Posted to issues@lucene.apache.org by "Chris M. Hostetter (Jira)" <ji...@apache.org> on 2020/03/04 17:57:00 UTC
[jira] [Commented] (SOLR-13132) Improve JSON "terms" facet performance when sorted by relatedness

    [ https://issues.apache.org/jira/browse/SOLR-13132?page=com.atlassian.jira.plugin.system.issuetabpanels:comment-tabpanel&focusedCommentId=17051469#comment-17051469 ] 

Chris M. Hostetter commented on SOLR-13132:
-------------------------------------------

Hey Michael,

I spent a little time looking at the PR – not an in depth review, just poking around, to try to get a an overall sense of the idea...

*TL:DR:* Definitely some bugs, needs tests, i'd like to help but it's a bit overwhelming to try and review as a monolithic PR
----
The first thing that jumped out at me is that there are no tests, or test modifications – that seemes concerning.

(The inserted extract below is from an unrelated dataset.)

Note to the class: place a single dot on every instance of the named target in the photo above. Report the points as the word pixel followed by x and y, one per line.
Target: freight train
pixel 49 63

With something like this, where we're trying to optimize the behavior through caching, it's tempting to assume that as long as the change doesn't break existing tests that's "good enough" because we're not adding new functionality/APIs – but there's a few problems with that assumption:
 # There is actually a functionality/API change, in the form of the new config/hueristics/params controlling when/if to take advantage of the cache (and in this specific case of this PR: hueristics on when/if to do a single sweep). those options/hueristics need tested to ensure they behave as expected (which can typically be done using white box inspection of cache metrics, using things like the /metrics API)
 # existing tests that were written w/o any idea that caching might be invovled in the underlying code rarely follow usage patterns that would typically trigger cache hits – ie: a test that does the exact same query (or facet) twice in a row isn't likely to be written unless/untill you know there may/should be a cache hit involved.

Because all these changes are esentially a No-Op (w/o an explicit "termFacetCache" configured and/or an explicit query option) then even if existing tests would just happen to trigger the cache (or sweep) logic that won't matter w/o test configuration changes.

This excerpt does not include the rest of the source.